TAMPA, Fla. (AP) -- A few hours before kickoff, Norman Burns was scouring parties and parking lots outside Raymond James Stadium.

Holding a sign to show his plight, he was among the hundreds of fans looking for tickets to Sunday's Super Bowl. And like most, he wasn't having much luck.

"I'm scared," said Burns, from Detroit. "I'm afraid I won't be able to find a ticket and I'm scared that if I do, I might get arrested trying to buy it. They're definitely doing a lot of arresting here."

Fighting traffic and crowds, and finding tickets and parking seemed to be the toughest parts of the Super Bowl. Finding fun wasn't.

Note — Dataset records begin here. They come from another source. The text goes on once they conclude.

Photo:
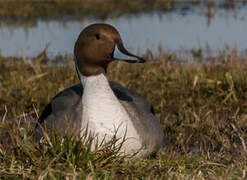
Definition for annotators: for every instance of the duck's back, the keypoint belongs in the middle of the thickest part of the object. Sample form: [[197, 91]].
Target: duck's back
[[65, 111]]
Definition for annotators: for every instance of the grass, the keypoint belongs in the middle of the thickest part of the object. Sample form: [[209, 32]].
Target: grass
[[202, 108], [32, 9]]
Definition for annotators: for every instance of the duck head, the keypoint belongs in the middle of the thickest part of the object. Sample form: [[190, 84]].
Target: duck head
[[97, 46]]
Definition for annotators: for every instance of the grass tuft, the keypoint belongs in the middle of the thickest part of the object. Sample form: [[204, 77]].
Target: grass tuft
[[202, 108]]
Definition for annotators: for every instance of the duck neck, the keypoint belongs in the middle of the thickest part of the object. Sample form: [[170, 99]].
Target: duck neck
[[101, 108]]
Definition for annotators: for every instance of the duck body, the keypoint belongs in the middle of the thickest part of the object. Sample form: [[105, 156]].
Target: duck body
[[105, 110]]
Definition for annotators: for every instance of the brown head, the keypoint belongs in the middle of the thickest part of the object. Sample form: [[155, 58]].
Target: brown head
[[95, 49]]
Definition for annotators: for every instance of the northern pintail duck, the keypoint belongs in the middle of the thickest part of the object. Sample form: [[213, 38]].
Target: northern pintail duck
[[102, 107]]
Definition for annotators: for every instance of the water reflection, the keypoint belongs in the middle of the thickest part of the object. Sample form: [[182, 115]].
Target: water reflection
[[140, 32]]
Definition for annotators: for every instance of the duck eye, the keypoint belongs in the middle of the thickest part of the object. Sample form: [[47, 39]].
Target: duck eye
[[97, 36]]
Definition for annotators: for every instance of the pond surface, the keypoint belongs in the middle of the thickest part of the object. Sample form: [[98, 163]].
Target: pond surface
[[174, 31]]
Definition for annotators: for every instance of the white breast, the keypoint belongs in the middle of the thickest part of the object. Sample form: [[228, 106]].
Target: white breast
[[104, 115]]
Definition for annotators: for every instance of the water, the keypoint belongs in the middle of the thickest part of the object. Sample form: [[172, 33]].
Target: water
[[174, 31]]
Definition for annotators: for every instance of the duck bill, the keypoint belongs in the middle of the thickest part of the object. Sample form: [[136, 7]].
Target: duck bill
[[122, 54]]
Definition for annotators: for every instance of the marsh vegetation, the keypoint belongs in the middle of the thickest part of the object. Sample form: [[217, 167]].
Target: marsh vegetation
[[202, 108]]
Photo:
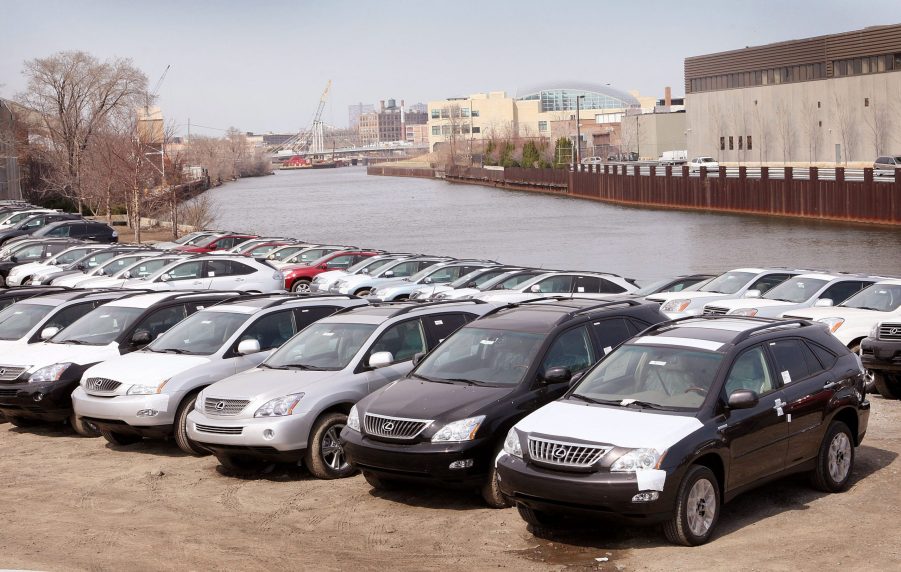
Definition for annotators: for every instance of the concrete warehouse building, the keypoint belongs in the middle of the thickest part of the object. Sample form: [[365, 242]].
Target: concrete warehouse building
[[827, 100]]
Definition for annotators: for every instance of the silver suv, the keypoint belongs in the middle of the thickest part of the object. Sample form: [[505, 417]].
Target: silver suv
[[293, 406]]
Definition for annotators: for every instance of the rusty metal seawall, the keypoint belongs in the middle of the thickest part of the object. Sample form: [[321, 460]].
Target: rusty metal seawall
[[864, 200]]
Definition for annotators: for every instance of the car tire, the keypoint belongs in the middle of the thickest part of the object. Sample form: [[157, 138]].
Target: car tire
[[888, 386], [120, 439], [184, 442], [835, 460], [325, 458], [82, 427], [692, 523]]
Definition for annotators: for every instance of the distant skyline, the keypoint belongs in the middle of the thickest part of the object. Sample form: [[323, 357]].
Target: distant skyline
[[262, 66]]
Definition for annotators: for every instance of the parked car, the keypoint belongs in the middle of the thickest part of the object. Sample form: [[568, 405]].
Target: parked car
[[680, 420], [294, 405], [696, 164], [165, 377], [213, 272], [738, 283], [802, 291], [446, 421], [39, 379]]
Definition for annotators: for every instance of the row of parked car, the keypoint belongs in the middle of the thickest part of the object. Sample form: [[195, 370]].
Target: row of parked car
[[554, 391]]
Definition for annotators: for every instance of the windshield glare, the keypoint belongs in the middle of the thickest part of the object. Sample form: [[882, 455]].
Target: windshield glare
[[673, 378], [728, 283], [795, 290], [18, 319], [879, 297], [482, 355], [100, 326], [322, 346], [202, 333]]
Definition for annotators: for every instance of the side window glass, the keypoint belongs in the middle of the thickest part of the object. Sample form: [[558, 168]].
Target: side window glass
[[271, 331], [750, 371], [572, 349], [403, 340]]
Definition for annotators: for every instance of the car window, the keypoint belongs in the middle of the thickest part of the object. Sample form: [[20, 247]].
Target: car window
[[572, 349], [403, 340], [750, 371]]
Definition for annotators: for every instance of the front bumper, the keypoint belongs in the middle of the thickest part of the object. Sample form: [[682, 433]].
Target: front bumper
[[880, 355], [602, 494], [423, 461]]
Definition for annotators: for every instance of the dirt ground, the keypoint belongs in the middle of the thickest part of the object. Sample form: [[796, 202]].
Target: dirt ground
[[75, 503]]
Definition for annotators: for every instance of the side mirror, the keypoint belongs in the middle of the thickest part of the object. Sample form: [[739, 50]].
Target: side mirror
[[743, 399], [141, 338], [246, 347], [380, 359], [558, 375], [49, 332]]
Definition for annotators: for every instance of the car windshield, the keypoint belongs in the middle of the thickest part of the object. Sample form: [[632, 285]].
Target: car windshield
[[879, 297], [321, 346], [18, 319], [482, 356], [795, 290], [202, 333], [651, 376], [728, 283], [99, 327]]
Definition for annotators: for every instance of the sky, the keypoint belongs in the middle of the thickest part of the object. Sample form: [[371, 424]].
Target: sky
[[261, 66]]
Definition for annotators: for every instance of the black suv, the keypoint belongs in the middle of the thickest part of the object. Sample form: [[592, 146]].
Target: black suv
[[445, 422], [686, 416]]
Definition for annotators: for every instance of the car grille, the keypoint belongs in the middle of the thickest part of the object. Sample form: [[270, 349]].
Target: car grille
[[715, 310], [218, 430], [102, 384], [564, 454], [889, 331], [394, 427], [216, 406], [9, 373]]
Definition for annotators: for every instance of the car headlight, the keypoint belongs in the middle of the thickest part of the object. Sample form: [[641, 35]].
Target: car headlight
[[353, 419], [678, 305], [832, 323], [50, 372], [744, 312], [279, 407], [512, 446], [145, 389], [462, 430], [637, 460]]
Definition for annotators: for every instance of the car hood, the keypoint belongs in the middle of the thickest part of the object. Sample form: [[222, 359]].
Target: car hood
[[618, 426], [261, 384], [418, 399], [145, 367]]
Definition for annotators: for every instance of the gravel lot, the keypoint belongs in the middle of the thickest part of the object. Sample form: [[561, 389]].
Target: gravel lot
[[76, 503]]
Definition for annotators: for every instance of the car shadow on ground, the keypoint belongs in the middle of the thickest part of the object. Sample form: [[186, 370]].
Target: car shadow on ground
[[788, 494]]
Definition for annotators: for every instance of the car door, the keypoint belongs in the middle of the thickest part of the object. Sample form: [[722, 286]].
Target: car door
[[757, 437]]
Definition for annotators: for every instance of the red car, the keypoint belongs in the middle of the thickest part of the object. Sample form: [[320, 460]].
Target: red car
[[299, 276], [219, 242]]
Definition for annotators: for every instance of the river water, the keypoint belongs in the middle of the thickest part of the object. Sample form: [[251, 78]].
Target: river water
[[346, 206]]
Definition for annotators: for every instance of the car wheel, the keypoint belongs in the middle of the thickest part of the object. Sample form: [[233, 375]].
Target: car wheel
[[325, 457], [82, 427], [185, 443], [697, 508], [888, 386], [835, 460], [120, 439]]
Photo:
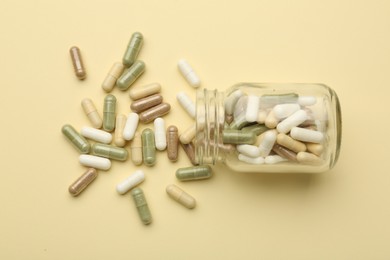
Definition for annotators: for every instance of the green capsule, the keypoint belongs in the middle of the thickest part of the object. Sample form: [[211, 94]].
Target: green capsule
[[194, 173], [232, 136], [148, 147], [133, 49], [109, 113], [130, 75], [109, 151], [142, 205], [76, 139]]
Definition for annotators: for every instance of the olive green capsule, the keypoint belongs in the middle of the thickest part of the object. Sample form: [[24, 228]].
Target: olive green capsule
[[148, 147], [78, 141], [109, 151], [133, 49], [109, 113], [142, 205], [194, 173], [232, 136], [130, 75]]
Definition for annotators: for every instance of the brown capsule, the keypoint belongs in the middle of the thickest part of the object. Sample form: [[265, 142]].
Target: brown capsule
[[77, 62], [145, 103], [82, 182], [172, 143], [154, 112]]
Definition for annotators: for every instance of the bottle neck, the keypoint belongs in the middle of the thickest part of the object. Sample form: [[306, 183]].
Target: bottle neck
[[210, 119]]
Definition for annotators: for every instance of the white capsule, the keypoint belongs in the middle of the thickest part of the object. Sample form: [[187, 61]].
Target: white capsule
[[272, 159], [186, 102], [96, 134], [231, 101], [248, 150], [294, 120], [130, 182], [160, 138], [247, 159], [267, 142], [188, 73], [252, 108], [285, 110], [95, 162], [131, 126], [306, 135]]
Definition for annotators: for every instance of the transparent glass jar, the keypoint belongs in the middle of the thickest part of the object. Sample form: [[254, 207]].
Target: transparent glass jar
[[223, 123]]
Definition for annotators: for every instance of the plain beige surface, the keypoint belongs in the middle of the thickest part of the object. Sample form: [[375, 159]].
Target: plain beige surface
[[341, 214]]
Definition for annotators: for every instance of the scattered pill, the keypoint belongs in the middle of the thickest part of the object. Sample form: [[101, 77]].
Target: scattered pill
[[77, 62], [76, 139], [96, 134], [82, 182], [181, 196], [130, 182], [91, 112], [95, 162]]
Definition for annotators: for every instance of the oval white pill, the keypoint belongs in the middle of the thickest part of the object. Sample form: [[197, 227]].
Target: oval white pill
[[95, 161], [130, 182], [96, 134]]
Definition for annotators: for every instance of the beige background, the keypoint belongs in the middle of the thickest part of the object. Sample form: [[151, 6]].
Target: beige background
[[341, 214]]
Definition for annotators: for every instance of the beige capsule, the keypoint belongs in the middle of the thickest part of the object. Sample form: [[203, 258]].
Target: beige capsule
[[154, 112], [120, 123], [290, 143], [91, 112], [82, 182], [145, 103], [181, 196]]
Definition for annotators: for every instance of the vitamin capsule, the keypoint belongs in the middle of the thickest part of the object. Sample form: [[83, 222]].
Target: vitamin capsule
[[141, 205], [82, 182], [252, 108], [91, 112], [145, 103], [154, 112], [120, 123], [109, 113], [112, 76], [306, 135], [172, 143], [248, 150], [95, 162], [130, 75], [181, 196], [159, 134], [186, 102], [251, 160], [77, 62], [109, 151], [76, 139], [282, 111], [238, 137], [294, 120], [193, 173], [131, 126], [189, 134], [309, 158], [290, 143], [148, 147], [144, 91], [188, 73], [133, 49], [136, 149], [189, 149], [96, 134], [130, 182], [267, 143]]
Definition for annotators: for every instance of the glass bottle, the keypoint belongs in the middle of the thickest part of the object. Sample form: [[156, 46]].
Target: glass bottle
[[249, 140]]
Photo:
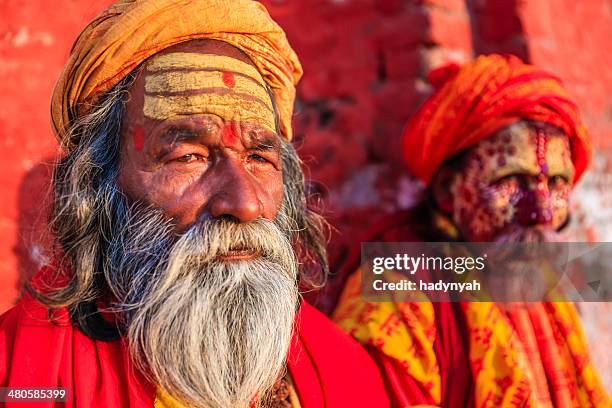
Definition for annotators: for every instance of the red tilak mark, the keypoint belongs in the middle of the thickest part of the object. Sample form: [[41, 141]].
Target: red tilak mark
[[230, 138], [541, 143], [228, 79], [138, 138]]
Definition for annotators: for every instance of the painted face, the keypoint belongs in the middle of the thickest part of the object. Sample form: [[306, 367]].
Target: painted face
[[517, 180], [199, 137]]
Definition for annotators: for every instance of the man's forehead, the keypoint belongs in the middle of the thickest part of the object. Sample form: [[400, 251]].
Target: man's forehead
[[203, 77], [206, 47]]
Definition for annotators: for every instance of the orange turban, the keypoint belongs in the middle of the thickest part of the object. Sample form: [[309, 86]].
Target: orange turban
[[475, 101], [130, 31]]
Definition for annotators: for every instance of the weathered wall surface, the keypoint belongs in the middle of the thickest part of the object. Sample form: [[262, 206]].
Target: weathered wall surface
[[365, 62]]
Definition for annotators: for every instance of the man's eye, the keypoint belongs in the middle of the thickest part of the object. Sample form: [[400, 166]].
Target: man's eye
[[558, 181], [258, 158], [510, 178], [190, 158]]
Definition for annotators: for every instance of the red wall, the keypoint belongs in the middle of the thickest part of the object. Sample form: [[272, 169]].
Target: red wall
[[364, 62]]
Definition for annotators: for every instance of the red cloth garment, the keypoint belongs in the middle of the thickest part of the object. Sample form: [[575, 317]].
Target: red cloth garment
[[329, 369]]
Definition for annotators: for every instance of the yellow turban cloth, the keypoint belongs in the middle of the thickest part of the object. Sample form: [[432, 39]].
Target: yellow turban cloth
[[131, 31]]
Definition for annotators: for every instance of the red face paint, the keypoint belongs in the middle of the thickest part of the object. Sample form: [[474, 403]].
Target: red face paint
[[138, 138], [541, 150], [230, 138], [228, 79]]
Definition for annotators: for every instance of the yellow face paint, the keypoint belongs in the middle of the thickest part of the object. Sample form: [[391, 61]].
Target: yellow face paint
[[179, 84], [176, 82], [229, 107]]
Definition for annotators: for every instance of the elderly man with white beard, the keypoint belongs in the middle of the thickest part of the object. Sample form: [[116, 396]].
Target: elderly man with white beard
[[181, 226]]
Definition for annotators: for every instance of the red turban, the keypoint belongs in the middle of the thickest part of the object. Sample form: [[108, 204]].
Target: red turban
[[476, 100]]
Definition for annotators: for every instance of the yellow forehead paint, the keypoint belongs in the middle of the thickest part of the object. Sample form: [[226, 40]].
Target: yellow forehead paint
[[228, 107], [190, 60], [188, 83], [179, 82]]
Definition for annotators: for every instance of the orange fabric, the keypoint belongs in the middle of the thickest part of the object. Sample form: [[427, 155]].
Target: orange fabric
[[507, 369], [482, 97], [130, 31]]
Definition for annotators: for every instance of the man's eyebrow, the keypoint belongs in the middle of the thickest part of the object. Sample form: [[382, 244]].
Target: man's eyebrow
[[173, 135]]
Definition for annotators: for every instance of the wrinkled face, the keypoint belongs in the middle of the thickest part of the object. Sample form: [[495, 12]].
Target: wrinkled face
[[199, 137], [516, 181]]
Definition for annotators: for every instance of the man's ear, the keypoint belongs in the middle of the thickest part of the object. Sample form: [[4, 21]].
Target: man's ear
[[441, 189]]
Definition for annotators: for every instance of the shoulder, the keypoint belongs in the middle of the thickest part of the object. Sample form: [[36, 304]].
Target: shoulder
[[345, 369], [30, 337]]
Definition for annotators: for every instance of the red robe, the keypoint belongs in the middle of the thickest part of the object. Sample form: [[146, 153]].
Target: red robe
[[328, 368]]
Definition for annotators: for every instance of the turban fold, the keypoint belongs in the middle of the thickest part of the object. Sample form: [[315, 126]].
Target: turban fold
[[131, 31], [476, 100]]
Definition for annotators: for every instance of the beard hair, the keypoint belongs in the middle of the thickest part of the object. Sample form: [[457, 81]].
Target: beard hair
[[211, 333]]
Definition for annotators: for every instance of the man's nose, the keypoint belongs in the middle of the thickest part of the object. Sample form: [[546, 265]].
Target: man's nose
[[238, 196], [537, 204]]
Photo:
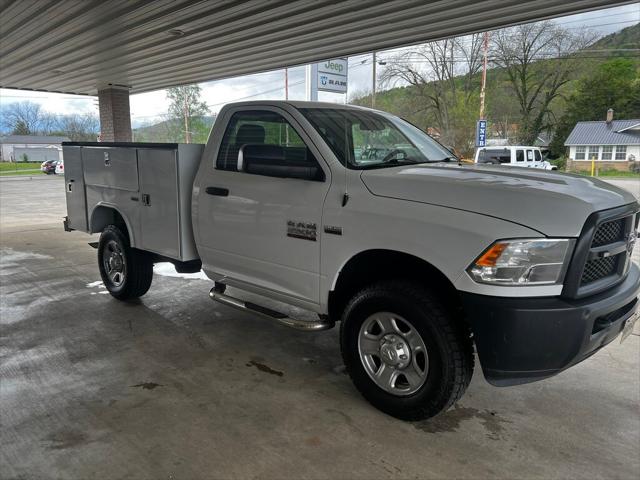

With the excitement of the championship game, neither sky-high ticket prices nor traffic jams hindered the celebration before the New York Giants took on the Baltimore Ravens.

"It doesn't get any better -- or bigger -- than this," Burns said.

Unfortunately for people like Burns, the Super Bowl isn't really for the average fan anymore.

The NFL hands out more tickets to corporations and the teams than anyone else. Face value for tickets ranges from $325 to $400.

Parking also was expensive, and hard to find. Spots close to the stadium were going for as much as $100.

Smoke from tailgate barbecues grew with the crowd, which included thousands who didn't have tickets for the game but wanted to be in the center of America's unofficial football holiday.

They included Tom Januska of San Diego, who planned to use $500 he borrowed from his infant son's college fund to buy a ticket to his 12th Super Bowl game.

Januska, a Redskins fan, said scalpers were charging about $2,800 for seats at the top of the stadium, but he was willing to search all day for a better seat or a better deal. The cheapest ticket Burns could find was $1,200.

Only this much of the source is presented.